Thursday, January 06, 2005

New Year Starts 2005

Topics:
  1. "Reconciliation" Study Circles: meeting on Wed. night went quite well, people were there who I was surprized and pleased to see: Shari Blanton, David Arthur. Also, a new participant, Claudia Boynton (sp), from St. Mary's, tasked with bringing Study Circle process to St. Mary's.
  2. Cooking breakfast, revelations, reading:
    1. This morning I cooked a "simple breakfast"
    2. I've been reading Richard Olney's Simple French Cooking as well as, most recently, Elizabeth David's An Omelette and a Glass of Wine: both are revelations of what good writing and good writing about good cooking can be.
    3. The simple breakfast that I cooked this morning was pancakes with left-over soup: doesn't sound particularly memorable or even appetizing. But my thoughts as I savored it while reading Elizabeth Davids essay para Navidad were along the lines of, if we don't record, remember, reflect on, moments when revelations come then, what's the point? So, these notes.
    4. The pancakes were to be simple, and they were. No recipe. I put a couple tablespoons of unbleached all-purpose flour in a bowl, joined them with a little less corn flour (fine meal would do, I think). To this I added pinches of baking powder and baking soda, a pinch of salt, a few grinds of coarse black pepper. I mixed well one egg with about a cup of buttermilk with a little more thin yogurt.

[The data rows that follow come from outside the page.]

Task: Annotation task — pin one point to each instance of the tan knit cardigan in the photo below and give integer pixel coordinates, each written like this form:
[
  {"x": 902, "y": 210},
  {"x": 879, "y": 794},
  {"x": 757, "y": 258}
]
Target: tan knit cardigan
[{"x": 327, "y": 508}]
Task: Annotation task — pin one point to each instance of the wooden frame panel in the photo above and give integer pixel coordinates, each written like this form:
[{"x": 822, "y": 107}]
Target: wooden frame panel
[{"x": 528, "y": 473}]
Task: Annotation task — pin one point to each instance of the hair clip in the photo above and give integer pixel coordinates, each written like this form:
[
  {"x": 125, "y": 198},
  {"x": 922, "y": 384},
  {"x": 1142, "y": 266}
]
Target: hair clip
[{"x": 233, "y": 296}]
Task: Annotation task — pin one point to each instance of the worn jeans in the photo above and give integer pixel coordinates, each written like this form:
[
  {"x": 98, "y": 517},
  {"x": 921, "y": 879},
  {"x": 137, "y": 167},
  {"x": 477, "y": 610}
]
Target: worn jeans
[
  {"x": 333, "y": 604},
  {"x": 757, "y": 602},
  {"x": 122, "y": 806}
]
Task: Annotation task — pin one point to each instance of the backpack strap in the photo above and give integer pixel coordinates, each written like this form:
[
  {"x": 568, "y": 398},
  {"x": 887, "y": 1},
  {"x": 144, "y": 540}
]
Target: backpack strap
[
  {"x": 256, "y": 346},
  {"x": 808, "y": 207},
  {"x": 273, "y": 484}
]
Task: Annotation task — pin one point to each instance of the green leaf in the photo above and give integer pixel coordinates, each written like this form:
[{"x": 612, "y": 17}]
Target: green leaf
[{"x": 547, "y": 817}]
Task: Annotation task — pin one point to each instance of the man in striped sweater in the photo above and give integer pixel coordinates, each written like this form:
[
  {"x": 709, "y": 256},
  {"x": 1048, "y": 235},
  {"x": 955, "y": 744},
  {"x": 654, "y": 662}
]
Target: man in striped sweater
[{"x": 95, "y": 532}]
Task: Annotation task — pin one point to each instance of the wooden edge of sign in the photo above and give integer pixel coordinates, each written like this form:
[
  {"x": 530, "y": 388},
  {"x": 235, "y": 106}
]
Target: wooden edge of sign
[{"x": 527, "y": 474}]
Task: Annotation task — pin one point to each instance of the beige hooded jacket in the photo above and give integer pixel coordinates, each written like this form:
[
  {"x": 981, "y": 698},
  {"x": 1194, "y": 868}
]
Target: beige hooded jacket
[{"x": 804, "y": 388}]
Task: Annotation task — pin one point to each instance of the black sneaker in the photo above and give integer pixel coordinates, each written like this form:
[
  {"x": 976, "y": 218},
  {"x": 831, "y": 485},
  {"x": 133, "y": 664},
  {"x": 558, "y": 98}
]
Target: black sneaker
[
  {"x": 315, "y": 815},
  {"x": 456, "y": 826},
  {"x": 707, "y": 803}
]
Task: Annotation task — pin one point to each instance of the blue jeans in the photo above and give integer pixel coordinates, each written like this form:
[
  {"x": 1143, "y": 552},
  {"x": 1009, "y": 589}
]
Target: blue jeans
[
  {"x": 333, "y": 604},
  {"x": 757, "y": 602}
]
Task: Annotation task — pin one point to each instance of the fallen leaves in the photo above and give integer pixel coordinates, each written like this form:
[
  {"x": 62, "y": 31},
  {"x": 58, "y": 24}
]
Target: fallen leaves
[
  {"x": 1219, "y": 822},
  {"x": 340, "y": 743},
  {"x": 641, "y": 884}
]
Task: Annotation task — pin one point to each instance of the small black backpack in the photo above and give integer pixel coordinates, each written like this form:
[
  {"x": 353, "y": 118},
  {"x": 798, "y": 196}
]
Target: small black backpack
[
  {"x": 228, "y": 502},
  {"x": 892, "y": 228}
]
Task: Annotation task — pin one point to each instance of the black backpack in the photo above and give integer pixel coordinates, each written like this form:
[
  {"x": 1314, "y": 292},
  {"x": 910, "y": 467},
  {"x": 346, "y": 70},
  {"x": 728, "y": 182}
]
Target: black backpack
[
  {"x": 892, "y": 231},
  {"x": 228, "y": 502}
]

When this was all well mixed I added it to the dry ingredients and stirred in the bowl to break up the lumps, but not too much. Meanwhile, I had heated a griddle.
    5. In the microwave I reheated, slowly, some leftover soup in a small bowl. As it had set, congealed, gelled, it was a bit before I realized it was not a leftover fish soup but instead the little bit of vegetables and broth left from a red snapper en papillote (which see below.)
    6. I cooked the little bit of pancake batter, resulting in five or six small cakes. I rolled them up with a little butter in each. I cut the rolled logs into several narrow pieces, each now a sort of pinwheel.
    7. I then took the bowl of leftovers with its rich fish broth and the rolled pancakes over to the dining room table, sat down, and ate the pancakes segments dipped in the fish broth. Awhile I read the E. David essay, para Navidad, about how in southwest France, in near poverty and deprivation, the people would prepare foods of memory to save until Christmas, how the weeks and months before Christmas had ther moments of anticipation, of waiting, and of the quiet joy (my term, not hers, she doesn't seem to me a "joyous" type writer - who knows what kind of person she was?) of looking forward to the time when all the riches saved up could be savored and enjoyed. I would look up, out our grand view across the clear blue water rustling in a light breez to the clear blue winter sky - moment of awareness, of joy, of enjoyment and simple living amidst the chaos and destruction we're seeing in the media about the horrific tsunami in the Indian Ocean. A revelation, a memory, quickly fading now as I am finishing this up on Fri, January 7.
    8. The recipe for the red snapper:
      1. Mark's New Year's Eve 2005 version

        1 (8-ounce) salmon fillet, pin bones removed
        1 (2-3 pound) whole red snapper, cleaned, head on
        2 teaspoons salt
        1/2 teaspoon freshly ground black pepper
        1 small bunch fresh parsley, chopped
        1 whole lemon, zested and then thinly sliced
        1/3 cup julienned fennel bulb
        1/3 cup julienned carrots
        (Other tender vegetables as available)
        1 cup thinly sliced red onion
        2 teaspoons minced garlic
        1 orange zested, peeled, then thinly sliced; discard seeds
        1 tablespoon fish sauce
        1
        tablespoon soy sauce
        1
        tablespoon Fruity olive oil
        1/2 cup white wine
        1 tablespoon butter


        Preheat oven to 450 degrees F.

        Cut foil into 15 by 48-inch sheet. Fold in 1/2 and lay on baking/cookie sheet. Unfold. Coarsely chop fennel stems, 1 stick celery and put on bottom of foil. Lay snapper diagonally on sheet pan on top of 1 foil. Salt and pepper fish, inside and out. Place 1/2 lemon and orange zest, 1/2 herbs inside cavity of fish along with 1/2 of lemon, and 1/2 of red onion. Arrange vegetables next to fish on all sides. Put garlic, and remaining lemon and orange slices and red onion on fish and lay tomatoes and fennel creating somewhat of a wall. Pour fish and soy sauces, wine over fish and dot with butter. Drizzle with the fruity olive oil. Fold over edges of foil to create an almost airtight seal. Bake in oven for 30-40 minutes. Carefully open and serve or fillet before serving (be aware of bones in the fish). Serve fish with vegetables and spoon broth over fish. Reserve leftover vegetables and broth for use later.

  3. Memory, forgetting - interesting that this is becoming a focus of Karl's research.